Asylum Access is in a small office building, with a sign so hidden we almost missed our meeting. This international aid organization, based out of California, has offices in Latin America, Thailand, and Tanzania, with plans to expand to Syria soon. They mainly provide legal assistance to refugees and asylees within Tanzania. They also advocate in the Human Rights commission and Tanzanian government, encourage Tanzanian businesses to hire refugees and schools to admit refugee children. In many ways, their work mirrors that of Justice for our Neighbors and Lutheran Immigration and Refugee Services, both faves of mine in the US.
We got to meet with Nondo.
Nondo was a Congolese Refugee, arriving in a Tanzanian camp in the 90s. Because of charitable organizations, he was able to attend school in the camp. But, due to Tanzania’s restrictive refugee policies, he wasn’t allowed to leave the camp to work or attend university. Thankfully, Asylum Access helped him win scholarships to university for undergraduate and graduate studies, as well as a legal permit to work in Tanzania as an asylee, and now he works as a social worker and legal advocate of sorts for Asylum Access. His presence alone speaks volumes about the work they’re doing, but he also gives hope to dozens of people he personally helps each year.

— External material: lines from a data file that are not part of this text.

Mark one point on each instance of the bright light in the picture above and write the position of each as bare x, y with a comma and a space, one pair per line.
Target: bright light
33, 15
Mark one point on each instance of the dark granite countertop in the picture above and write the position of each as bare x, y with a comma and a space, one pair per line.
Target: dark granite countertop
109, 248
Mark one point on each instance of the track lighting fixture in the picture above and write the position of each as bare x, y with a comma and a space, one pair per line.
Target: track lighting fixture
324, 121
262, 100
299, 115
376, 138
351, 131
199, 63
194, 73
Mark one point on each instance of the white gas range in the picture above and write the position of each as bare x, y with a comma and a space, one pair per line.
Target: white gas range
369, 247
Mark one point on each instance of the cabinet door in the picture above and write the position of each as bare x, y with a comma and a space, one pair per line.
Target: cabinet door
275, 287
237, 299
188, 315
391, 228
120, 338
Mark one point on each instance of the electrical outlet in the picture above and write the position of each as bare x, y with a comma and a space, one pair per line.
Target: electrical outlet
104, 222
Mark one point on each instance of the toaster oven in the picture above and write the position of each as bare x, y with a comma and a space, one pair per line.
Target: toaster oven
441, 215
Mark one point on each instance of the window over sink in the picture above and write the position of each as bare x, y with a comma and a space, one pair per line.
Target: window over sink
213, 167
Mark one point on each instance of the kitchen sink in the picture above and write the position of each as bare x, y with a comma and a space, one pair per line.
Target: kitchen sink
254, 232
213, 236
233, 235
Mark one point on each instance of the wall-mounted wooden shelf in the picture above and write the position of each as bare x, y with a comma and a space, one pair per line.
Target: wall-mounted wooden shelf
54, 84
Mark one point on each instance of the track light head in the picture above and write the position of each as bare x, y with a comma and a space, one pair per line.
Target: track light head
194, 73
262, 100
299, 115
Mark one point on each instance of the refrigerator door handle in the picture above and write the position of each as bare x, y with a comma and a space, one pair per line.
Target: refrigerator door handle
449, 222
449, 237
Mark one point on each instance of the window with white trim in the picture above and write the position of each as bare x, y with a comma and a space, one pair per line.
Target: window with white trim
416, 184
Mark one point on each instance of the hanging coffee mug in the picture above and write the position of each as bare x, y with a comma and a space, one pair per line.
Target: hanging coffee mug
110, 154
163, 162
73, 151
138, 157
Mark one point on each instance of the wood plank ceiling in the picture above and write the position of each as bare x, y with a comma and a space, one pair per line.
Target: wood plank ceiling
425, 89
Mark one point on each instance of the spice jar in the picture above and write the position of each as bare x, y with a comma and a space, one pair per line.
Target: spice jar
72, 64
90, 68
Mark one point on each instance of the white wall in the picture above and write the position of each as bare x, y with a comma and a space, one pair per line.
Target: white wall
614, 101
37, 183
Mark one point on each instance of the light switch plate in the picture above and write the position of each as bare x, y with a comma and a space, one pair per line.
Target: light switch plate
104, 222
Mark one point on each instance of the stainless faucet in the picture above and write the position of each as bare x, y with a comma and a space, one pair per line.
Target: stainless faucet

Tanganyika Christian Refugee Services has been working in Tanzania before it was even a country! (That’s why it has the name “tanganyika” – which was the country’s name before it incorporated the Island of Zanzibar as part of its borders and changed its name to “tanzania”). This amazing organization is part of the ACT alliance and Lutheran World Federation, and it works with refugees in at least 6 camps, as well as asylum seekers in cities like Dar es Salaam. They have a large office building in the capital, where many of their nearly 600 employees work. In the camps, they employ hundreds of refugees.
We got to meet with several employees who see firsthand the impact of ELCA support and US donations. Because of American contributions through Church World Service and Lutheran World Relief, TCRS has built 24 wells in camps, and runs hygiene workshops, distributing soap to prevent disease. Girls and women receive sanitary products (often reusable ones, sewn by women’s groups in the states), families receive quilts, and students receive school supplies. These are directly from the donations of US churches, groups, and individuals.
These directors took time out of their day to meet with me. I am thrilled, and humbled. I didn’t personally make any quilts or pack any kits last year. My congregation(s) haven’t promised any financial support for next year. Still, they know how important it is to say thank you. Maybe one of you, dear readers, has made a contribution or donation. Maybe one of you will. Now that I’ve seen their impact firsthand, I want to ensure that I’m contributing in the future.
Now my dream – to encourage, motivate, inspire, etc. the ELCA groups and individuals who visit Tanzania each year to visit with the refugees and refugee workers. I think that it’s important for us to know how important our prayers and support and contributions are to the folks who receive them and rely on them. It’s also vitally important to recognize our brothers and sisters in Africa who are called to such an important ministry. Do you have ideas, dear readers? How can we make great connections going forward? Let me know your ideas!